Bien des ouvrages ont été rédigés sur le sujet et bien des réponses originales ont été apportées, autre que des comportements iconoclastes ou wokistes, sur le modèle nord-américain.
Quel est l’objectif annoncé de ce déplacement de la statue ? Préserver un monument historique, rare vestige conservé de notre passé, et « décoloniser les esprits » selon les propos de la maire de Saint-Denis. Pour remplacer la statue de Mahé, l’édile a annoncé l’installation d’une nouvelle oeuvre d’art, propriété du département et exposée au musée Léon Dierx en 2019, dans le cadre de l’exposition « le jour de l’abolition ».
Cette imposante installation proposait sur 200 m² une déambulation suivant l’ordre alphabétique à travers les noms des affranchis de 1848. Faut-il rappeler que l’installation de Mathilde Fossy avait été conçue en écho au célèbre tableau d’Alphonse Garreau, prêté pour l’occasion par le musée du Quai Branly, représentant l’abolition de 1848 annoncée par Sarda Garriga ? Tout l’intérêt du questionnement historique et philosophique proposé par l’artiste venait de sa mise en confrontation avec l’annonce politique de Sarda Garriga, personnage également sujet à de nombreuses critiques mémorielles. La décolonisation des esprits se résumerait-elle à ne proposer, comme cela fut le cas lors de la colonisation, qu’une version amputée de ce que fut la complexité de la réalité historique ? L’oeuvre de Mathilde Fossy trouvait toute sa force et sa pertinence dans le nouveau point de vue qu’elle présentait à partir d’une oeuvre devenue incontournable et qui, jusque-là, incarnait uniquement la mémoire octroyée par la République.
Quel sens voulons-nous donner finalement à la commémoration de l’abolition de la traite négrière et de l’esclavage chaque 20 décembre et avec quels objectifs pour notre société ? Quand La Réunion parviendra-t-elle à s’affranchir du carcan des mémoires pour répondre aux défis majeurs qu’il lui faut relever pour construire un avenir serein ?
Nous pourrions alors peut-être nous souvenir de ce que furent l’intelligence politique et la force de la résilience de Nelson Mandela dans la proche Afrique du Sud.
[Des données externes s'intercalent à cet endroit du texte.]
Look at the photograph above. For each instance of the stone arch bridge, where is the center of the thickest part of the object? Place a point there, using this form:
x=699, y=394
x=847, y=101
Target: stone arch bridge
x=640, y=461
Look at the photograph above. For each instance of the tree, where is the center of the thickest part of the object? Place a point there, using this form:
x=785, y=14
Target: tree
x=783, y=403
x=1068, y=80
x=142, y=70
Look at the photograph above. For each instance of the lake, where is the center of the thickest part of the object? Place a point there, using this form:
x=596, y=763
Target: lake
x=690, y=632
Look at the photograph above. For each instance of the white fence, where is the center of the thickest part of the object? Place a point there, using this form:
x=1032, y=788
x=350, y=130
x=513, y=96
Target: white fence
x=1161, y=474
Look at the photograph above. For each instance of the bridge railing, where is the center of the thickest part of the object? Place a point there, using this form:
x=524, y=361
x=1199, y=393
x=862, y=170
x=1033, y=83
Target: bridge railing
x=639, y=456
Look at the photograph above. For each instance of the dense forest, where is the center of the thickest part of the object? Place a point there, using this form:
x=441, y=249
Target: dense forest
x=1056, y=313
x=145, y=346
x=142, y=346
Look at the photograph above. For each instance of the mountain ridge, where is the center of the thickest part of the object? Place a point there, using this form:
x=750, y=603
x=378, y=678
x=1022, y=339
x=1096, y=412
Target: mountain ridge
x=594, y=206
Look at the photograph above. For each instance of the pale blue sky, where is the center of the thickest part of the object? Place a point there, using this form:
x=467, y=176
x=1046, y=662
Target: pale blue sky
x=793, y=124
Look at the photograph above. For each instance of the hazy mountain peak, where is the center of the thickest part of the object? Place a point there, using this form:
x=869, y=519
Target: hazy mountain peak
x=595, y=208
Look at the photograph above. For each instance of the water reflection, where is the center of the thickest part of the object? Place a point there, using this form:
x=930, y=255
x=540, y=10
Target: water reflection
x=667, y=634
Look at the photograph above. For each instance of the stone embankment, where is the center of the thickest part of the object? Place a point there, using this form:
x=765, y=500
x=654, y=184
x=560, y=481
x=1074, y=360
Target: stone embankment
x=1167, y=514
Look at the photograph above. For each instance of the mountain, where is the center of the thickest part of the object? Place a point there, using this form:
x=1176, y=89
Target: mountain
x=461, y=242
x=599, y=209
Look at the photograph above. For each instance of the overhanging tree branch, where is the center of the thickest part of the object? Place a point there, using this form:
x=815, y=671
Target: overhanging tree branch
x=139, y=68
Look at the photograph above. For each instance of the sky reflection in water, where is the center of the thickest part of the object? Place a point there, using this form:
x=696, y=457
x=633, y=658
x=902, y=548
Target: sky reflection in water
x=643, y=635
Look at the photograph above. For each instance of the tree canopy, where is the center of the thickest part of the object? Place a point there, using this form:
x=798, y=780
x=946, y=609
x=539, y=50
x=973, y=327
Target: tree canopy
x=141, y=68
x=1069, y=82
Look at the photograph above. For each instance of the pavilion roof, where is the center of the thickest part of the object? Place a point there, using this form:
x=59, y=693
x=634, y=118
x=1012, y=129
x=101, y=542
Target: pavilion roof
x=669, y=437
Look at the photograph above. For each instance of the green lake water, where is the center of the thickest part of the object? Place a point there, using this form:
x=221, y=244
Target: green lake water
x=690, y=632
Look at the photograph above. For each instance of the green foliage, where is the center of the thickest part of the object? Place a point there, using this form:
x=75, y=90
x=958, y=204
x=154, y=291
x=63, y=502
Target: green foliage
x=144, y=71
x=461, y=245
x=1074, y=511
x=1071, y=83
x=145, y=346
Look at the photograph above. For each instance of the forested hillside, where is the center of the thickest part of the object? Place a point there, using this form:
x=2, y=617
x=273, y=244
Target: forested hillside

Il a su faire de la coupe du monde de rugby, organisée par son pays en 1995, un outil pour construire la réconciliation entre Noirs et Blancs après la terrible période de l’Apartheid. Il a pour cela imposé, contre l’avis de son propre parti, le maintien du symbole des Springboks et des couleurs traditionnelles sur le maillot national pour un sport qui était pourtant l’incarnation de la domination blanche.
Souhaitons que les femmes et les hommes politiques de La Réunion s’inspirent, dans les choix qu’ils auront à prendre, de cette volonté de construire l’émancipation d’un peuple par la paix, l’éducation, la culture et le sport, plutôt qu’ils n’alimentent les confrontations mémorielles au risque alors de fracturer la cohésion sociale et de mettre à mal le « vivre ensemble réunionnais » qu’ils mettent si souvent en avant.
Le 10 mai 2023
Gilles GAUVIN
Docteur en histoire à l’IEP de Paris.
Membre du conseil scientifique du musée de Villèle.
Membre du conseil d’orientation de la Fondation pour la Mémoire de l’Esclavage.